To find the mean, then, of our original values without the 28, we would add 30, 34, 44, 60, and 64 and then divide by five since there were five values. The values in our numerator simplify to 232. So, we have 232 over five. And performing the division, we’ll get 46.4.
To find the mean of our values when 28 is one of our values, we add together our values 28, 30, 34, 44, 60, and 64. This time we’ll divide by six since there are now six values. Simplifying our answer, we have 260 over six. We can check our numerator easily since 232 plus 28 gives us 260. Performing the division then will give us a mean of 43.3 recurring. That’s 43.333 and so on.
Comparing our two means then, with and without our value 28 in the list of values, we can see that the mean would decrease, which confirms what we had thought logically. It means that option A is incorrect. So, let’s clear our workings and have a look now at the range of our values.
Again, we’re going to compare the range of our values without 28 and then with 28. We can recall that the range of a set of values is the largest value subtract the smallest value. So, considering that the range is effectively the difference between the largest and the smallest, then when we add in a 28 to our values, then the difference will change.
Notice that if 28 had been in the interval between 30 and 64, then it wouldn’t have changed. So, thinking about this logically then.

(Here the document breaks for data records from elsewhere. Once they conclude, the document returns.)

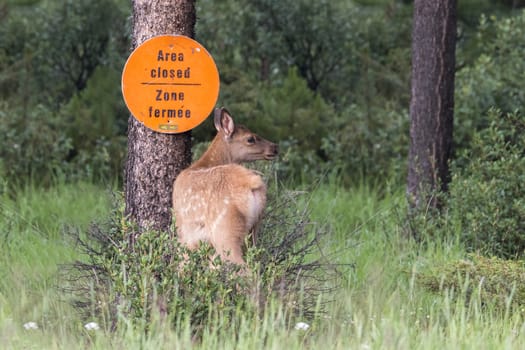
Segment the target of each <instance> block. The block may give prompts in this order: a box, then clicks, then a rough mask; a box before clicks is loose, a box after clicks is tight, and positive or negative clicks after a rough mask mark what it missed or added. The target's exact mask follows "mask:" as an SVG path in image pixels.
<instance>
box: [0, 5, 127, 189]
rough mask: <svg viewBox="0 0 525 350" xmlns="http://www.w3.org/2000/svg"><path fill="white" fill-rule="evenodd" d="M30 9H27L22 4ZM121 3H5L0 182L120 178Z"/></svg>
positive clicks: (121, 160)
mask: <svg viewBox="0 0 525 350" xmlns="http://www.w3.org/2000/svg"><path fill="white" fill-rule="evenodd" d="M27 5H29V4H27ZM121 5H122V4H121V1H120V0H96V1H61V2H57V1H39V2H38V3H35V4H31V6H15V5H6V7H5V8H6V9H7V11H6V14H5V20H2V21H1V22H0V36H1V37H2V41H0V96H2V98H3V99H4V100H5V101H6V102H4V103H3V104H2V107H1V108H0V118H1V120H2V124H1V126H0V130H1V132H2V135H6V137H4V138H2V140H0V146H1V148H2V149H1V150H0V154H1V159H0V176H3V177H5V178H6V179H7V180H9V181H16V182H23V181H25V180H28V179H32V180H34V182H35V183H40V184H44V185H45V184H49V183H50V181H51V180H52V179H54V178H56V176H57V175H59V176H61V177H66V178H70V179H71V178H85V177H89V178H92V179H106V178H114V177H118V176H119V175H120V174H121V170H120V169H121V168H122V165H121V163H122V159H123V157H124V152H125V148H124V138H125V137H124V131H125V120H126V119H127V112H125V108H124V106H123V103H122V98H121V96H120V89H119V81H120V78H119V73H118V70H120V67H121V64H122V62H123V55H122V53H123V52H125V50H126V49H127V46H128V45H127V42H128V41H127V39H126V35H127V33H126V30H125V26H124V23H125V10H123V9H122V6H121Z"/></svg>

Even though 28 is smaller than the other values, the difference will be larger. In fact, we can probably guess that it will be two larger since the difference between 28 and 30 is two. Let’s see if we can confirm this with a calculation.
The range of our original values without 28 will be 64 subtract the smallest value, which was 30, giving us an answer of 34. The range of our values with 28 added will be 64, since that hasn’t changed, subtract 28, giving us a value of 36. Therefore, the range of the values when we add 28 has increased, meaning that option B is incorrect.

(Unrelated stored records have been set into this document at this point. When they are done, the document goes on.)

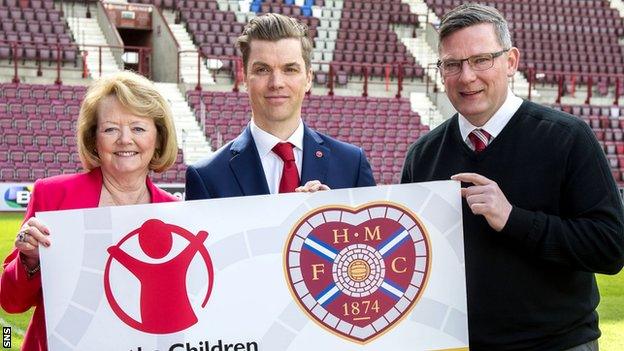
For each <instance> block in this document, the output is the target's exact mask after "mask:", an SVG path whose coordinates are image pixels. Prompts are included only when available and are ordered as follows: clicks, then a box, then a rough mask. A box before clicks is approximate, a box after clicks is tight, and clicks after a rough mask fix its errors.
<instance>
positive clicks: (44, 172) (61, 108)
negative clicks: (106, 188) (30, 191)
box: [0, 84, 186, 183]
mask: <svg viewBox="0 0 624 351" xmlns="http://www.w3.org/2000/svg"><path fill="white" fill-rule="evenodd" d="M85 91H86V87H85V86H64V85H56V84H45V85H39V84H36V85H35V84H0V128H1V129H2V134H1V135H0V181H8V182H32V181H34V180H36V179H38V178H42V177H49V176H53V175H57V174H62V173H73V172H79V171H81V169H82V166H81V165H80V159H79V158H78V153H77V149H76V138H75V135H76V132H75V122H76V119H77V117H78V114H79V111H80V103H81V102H82V98H83V96H84V93H85ZM185 170H186V166H185V164H184V162H183V155H182V150H178V158H177V161H176V164H175V165H174V166H173V167H172V168H171V169H170V170H168V171H166V172H164V173H161V174H155V175H154V179H155V181H162V182H165V183H182V182H184V171H185Z"/></svg>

Now, let’s have a look at the median of our values and see if option C or D is true. We can remind ourselves that the median of a set of values will be the middle value. So, without working out the specific values yet, if we take the median of five numbers and then we add in a lower number to give us six values, we’d expect the median to shift downwards, meaning that it would decrease. But let’s check.
So, looking at our values without 28, the median in this case is fairly easy to see. At the halfway point, it’s the value 44. So, that’s our median. Next, to find the median when we include 28 in our values, this middle value will lie between 34 and 44. We can think of this in two ways, either by considering that the difference between these is 10. Therefore, a halfway between must be five on from 34, giving us 39. The alternative is to add our two values of 34 and 44 and divided by two, which is 78 over two, or 78 divided by two, giving us the same medium value 39, which we saw a minute ago.
So, now, we check our median before and after we add the value 28. We can see that the median has decreased, confirming what we thought earlier. We can, therefore, conclude that option D is incorrect and option C is the true statement. So, our answer is the median would decrease.